小田急電鉄の登戸駅経由、新松田駅で下車。駅の連絡橋から綺麗に冠雪した富士山が見えますよ。晴天の日を選んだので本日は土曜日、なので大勢のハイカーが既にバス停に並んでいますが、其の数が半端じゃないね!ざっと見て100名以上、仕方ないので次便に廻りましたが其れでもカスカス最後尾で乗車、富士急湘南バスで50分揺られて玄倉(くろくら)バス停に自宅から約2時間で着きました。あ~失敗!平日にすれば良かったね。

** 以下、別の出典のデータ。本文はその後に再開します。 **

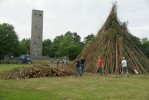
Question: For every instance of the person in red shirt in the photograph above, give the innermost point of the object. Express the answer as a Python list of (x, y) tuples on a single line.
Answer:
[(100, 65)]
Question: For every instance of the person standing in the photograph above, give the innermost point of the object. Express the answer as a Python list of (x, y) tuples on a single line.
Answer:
[(124, 67), (100, 65), (82, 64), (57, 62), (65, 62), (78, 68)]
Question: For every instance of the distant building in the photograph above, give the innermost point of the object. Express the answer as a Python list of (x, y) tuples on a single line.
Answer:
[(36, 33)]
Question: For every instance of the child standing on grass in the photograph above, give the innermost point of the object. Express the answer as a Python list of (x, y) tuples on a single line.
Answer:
[(124, 67), (100, 65), (78, 68)]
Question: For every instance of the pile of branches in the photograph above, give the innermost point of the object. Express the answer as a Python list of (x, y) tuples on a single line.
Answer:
[(38, 71), (112, 43)]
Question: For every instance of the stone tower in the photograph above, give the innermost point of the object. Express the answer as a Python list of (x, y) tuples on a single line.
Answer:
[(36, 33)]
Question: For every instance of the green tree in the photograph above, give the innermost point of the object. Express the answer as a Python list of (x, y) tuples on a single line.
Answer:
[(8, 40), (145, 46), (89, 38)]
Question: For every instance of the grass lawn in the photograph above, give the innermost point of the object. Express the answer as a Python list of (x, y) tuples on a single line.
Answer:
[(89, 87)]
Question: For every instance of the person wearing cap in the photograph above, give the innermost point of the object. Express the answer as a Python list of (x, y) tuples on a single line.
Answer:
[(124, 67)]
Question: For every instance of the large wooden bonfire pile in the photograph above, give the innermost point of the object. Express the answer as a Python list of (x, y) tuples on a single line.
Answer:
[(37, 71), (113, 42)]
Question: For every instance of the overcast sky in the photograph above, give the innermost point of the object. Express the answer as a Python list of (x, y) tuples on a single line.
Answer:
[(81, 16)]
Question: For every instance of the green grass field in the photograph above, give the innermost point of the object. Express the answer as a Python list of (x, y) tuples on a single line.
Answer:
[(89, 87)]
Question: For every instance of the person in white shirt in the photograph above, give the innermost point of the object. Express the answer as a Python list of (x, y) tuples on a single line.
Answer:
[(124, 67)]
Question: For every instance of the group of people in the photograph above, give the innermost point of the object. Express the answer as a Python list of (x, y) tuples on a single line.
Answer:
[(100, 63)]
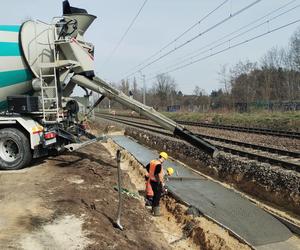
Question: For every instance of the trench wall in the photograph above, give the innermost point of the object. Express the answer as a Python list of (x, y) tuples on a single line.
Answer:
[(269, 183)]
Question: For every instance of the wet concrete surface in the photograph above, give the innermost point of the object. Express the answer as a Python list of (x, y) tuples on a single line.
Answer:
[(224, 206)]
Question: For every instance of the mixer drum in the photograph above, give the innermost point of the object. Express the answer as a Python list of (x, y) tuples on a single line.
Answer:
[(15, 76)]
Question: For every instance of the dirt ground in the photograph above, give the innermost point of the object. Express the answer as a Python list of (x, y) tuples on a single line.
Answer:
[(69, 202)]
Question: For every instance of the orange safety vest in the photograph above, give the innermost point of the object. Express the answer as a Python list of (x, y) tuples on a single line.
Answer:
[(152, 168), (149, 190)]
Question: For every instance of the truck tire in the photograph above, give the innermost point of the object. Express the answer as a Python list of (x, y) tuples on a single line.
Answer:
[(15, 151)]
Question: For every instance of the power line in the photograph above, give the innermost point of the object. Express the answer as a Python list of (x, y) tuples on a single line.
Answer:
[(179, 36), (230, 47), (188, 57), (197, 36), (125, 33)]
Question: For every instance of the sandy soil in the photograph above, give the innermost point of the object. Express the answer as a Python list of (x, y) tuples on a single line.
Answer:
[(69, 202), (181, 230)]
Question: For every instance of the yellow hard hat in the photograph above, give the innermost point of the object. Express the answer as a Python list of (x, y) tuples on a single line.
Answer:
[(164, 155), (170, 171)]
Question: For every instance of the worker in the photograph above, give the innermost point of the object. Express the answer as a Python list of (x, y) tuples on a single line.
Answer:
[(148, 191), (156, 179)]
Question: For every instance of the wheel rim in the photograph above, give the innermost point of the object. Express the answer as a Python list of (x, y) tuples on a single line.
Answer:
[(9, 150)]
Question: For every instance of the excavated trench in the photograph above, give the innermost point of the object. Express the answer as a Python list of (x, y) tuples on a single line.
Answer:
[(271, 184), (182, 228)]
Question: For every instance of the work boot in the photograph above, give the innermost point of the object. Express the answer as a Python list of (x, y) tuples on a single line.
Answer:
[(156, 211)]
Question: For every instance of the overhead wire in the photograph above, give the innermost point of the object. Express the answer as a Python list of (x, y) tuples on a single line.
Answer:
[(125, 33), (231, 47), (197, 52), (189, 57), (179, 36), (197, 36)]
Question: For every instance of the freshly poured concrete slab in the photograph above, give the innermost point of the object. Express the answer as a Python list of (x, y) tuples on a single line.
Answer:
[(225, 206)]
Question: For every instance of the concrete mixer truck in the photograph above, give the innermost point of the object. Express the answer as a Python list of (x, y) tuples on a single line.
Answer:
[(40, 65)]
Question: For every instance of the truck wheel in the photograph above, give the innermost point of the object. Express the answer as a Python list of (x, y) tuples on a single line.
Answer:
[(15, 152)]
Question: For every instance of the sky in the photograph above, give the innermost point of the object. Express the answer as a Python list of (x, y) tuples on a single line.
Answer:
[(159, 23)]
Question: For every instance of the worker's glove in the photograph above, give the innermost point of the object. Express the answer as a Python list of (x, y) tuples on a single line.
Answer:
[(164, 190)]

玄倉バス停が丹沢湖の略東端になり、北岸から左回りで丹沢湖の散策を開始します。バス停前から北に200m進むと玄倉川に架かる玄倉川橋が見えます。湖面に映える青空、良いね!





 名称:玄倉川橋
 構造種別:3径間鋼鈑桁
 橋の長さ:約140m
 有効幅員:約7m
 竣工:不明




玄倉川橋を渡り北岸の周遊道路に出ます。車は偶に通るだけで歩道も広くて歩き易いね。西方向に見える山は不老山(標高928m)と権現山(標高1019m)で、谷間の三国山背後に富士山が見えるんだけど雲が邪魔して見えません(残念)。湖面には目が赤いホシハジロが群れていますが警戒心が強く、人の姿を見ると遠ざかります。橋の欄干に蝶々、青い筋が見えるのでアオスジアゲハ?いや、ちょっと違うね。取り敢えずパチリしておいて検索すると、ルリタテハ(瑠璃立羽)でした。越冬して半年以上生きるそうで、翅がボロボロですね。此の付近は色々なモミジが植えられていて、モミジの散歩道と云う名前が付いています。






玄倉川橋から約2.8km、千代の沢園地に着きました。此処の展望台は富士山ビュースポットなんですが、風が無く、先程の雲が未だ取れていません。取り敢えず展望台に上がりますか。丸木の階段の他に、斜面に鉄製の階段が在るね、此方の方が近道なので登ります。4本位登ると柵で行き止まり、と云う事は此れ登っちゃダメだったみたいです(笑)、此処まで来ちゃったので柵を跨いで第一展望台に到着。矢張り、富士山見えないね、冒頭の絵で我慢して下さい。北側に少し廻ると第二展望台への道が在り、此処は正規ルートで上がります。20m程上に小さな展望台が在りますが、此の場所は手前の枝が邪魔になるロケーションですね。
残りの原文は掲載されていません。